Workers' Comp Technology

Survey: Telemedicine Can Contain Costs, Improve Outcomes

A new survey by Mitchell International Inc. looks at the role advanced technologies may play in workers’ comp.
By: | December 4, 2017 • 2 min read

Rising medical costs continue to be a thorn in the side of workers’ compensation professionals. According to a 2016 report by the National Council on Compensation Insurance, medical benefits on lost time per claim rose from around $9,000 in 2003 to $28,500 in 2015 — an increase of more than 216 percent.

Industry leaders can’t do much to make X-rays, surgeries, physical therapy, or prescriptions any cheaper, but they are increasingly looking to advanced technologies to help contain costs through improved efficiency in delivery of care and claims management, among other areas.

According to survey of 275 U.S. workers’ compensation professionals conducted by Mitchell International Inc., most in the industry expect to adopt an advanced technology solution in the next five years. Thirty-three percent said their organization was “somewhat likely” to adopt new technology, while nearly 25 percent said it was “very likely.”

Chief among those new technologies is telemedicine. Nearly half (45 percent) of respondents think telemedicine will have the biggest impact on the workers’ comp industry, followed by artificial intelligence (19 percent), mobile apps (14 percent), and wearable devices (10 percent). According to a market research report by Orbis Research, the U.S. telemedicine market is projected to grow at a rate of 6 percent per year for the next two years, reaching a value of $7 billion by 2020.

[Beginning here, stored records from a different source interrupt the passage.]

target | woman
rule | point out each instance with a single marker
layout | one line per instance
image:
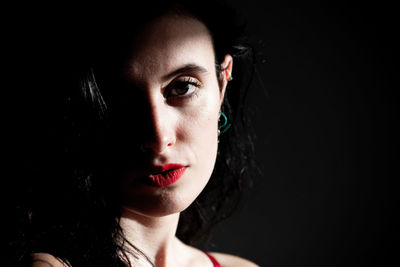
(140, 142)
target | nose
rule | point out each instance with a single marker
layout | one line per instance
(161, 130)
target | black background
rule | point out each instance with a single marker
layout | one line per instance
(326, 107)
(326, 139)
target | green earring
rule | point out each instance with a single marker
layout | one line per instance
(224, 126)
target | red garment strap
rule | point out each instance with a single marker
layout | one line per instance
(214, 261)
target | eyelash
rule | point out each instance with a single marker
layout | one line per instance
(187, 81)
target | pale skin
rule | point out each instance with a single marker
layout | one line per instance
(184, 130)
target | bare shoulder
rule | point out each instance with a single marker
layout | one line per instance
(46, 260)
(227, 260)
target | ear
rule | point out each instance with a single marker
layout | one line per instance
(225, 75)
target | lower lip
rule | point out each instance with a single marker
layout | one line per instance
(168, 177)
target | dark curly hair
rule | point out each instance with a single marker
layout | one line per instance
(65, 190)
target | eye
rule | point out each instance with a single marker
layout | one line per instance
(183, 88)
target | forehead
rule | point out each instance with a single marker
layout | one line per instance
(169, 42)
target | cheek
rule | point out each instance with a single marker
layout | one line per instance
(200, 133)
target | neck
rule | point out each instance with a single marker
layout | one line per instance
(154, 236)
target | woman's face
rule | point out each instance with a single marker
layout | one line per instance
(175, 97)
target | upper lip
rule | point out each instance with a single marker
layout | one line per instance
(166, 167)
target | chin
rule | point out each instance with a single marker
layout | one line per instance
(164, 202)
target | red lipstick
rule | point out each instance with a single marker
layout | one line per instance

The U.S. telemedicine market is projected to grow at a rate of 6 percent per year for the next two years, reaching a value of $7 billion by 2020.

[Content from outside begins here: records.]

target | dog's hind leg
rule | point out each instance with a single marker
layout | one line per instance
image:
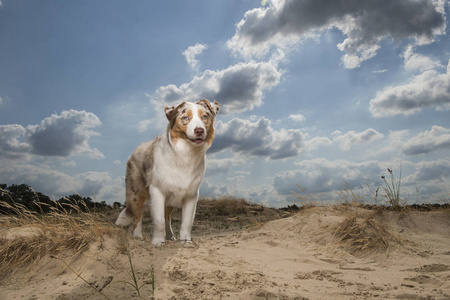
(168, 218)
(157, 207)
(138, 210)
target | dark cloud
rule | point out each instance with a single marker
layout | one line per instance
(257, 139)
(364, 23)
(238, 88)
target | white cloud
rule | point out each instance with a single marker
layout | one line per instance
(237, 88)
(192, 52)
(414, 61)
(10, 146)
(438, 138)
(58, 135)
(431, 171)
(143, 125)
(429, 89)
(259, 139)
(352, 138)
(70, 164)
(365, 23)
(321, 175)
(297, 118)
(221, 166)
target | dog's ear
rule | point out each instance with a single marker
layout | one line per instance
(212, 107)
(216, 106)
(172, 111)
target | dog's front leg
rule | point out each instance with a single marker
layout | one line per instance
(157, 207)
(187, 218)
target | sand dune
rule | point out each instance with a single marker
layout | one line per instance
(319, 253)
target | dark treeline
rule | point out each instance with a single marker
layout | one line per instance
(32, 200)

Eighty-four percent of respondents think these technologies will improve automation efficiency primarily in claims and medical management — areas where controlling the direction of care can help to avoid unnecessary expenses and contain costs. Cost containment was the most influential reason why workers’ compensation organizations adopt advanced technologies, according to 54 percent of surveyed professionals.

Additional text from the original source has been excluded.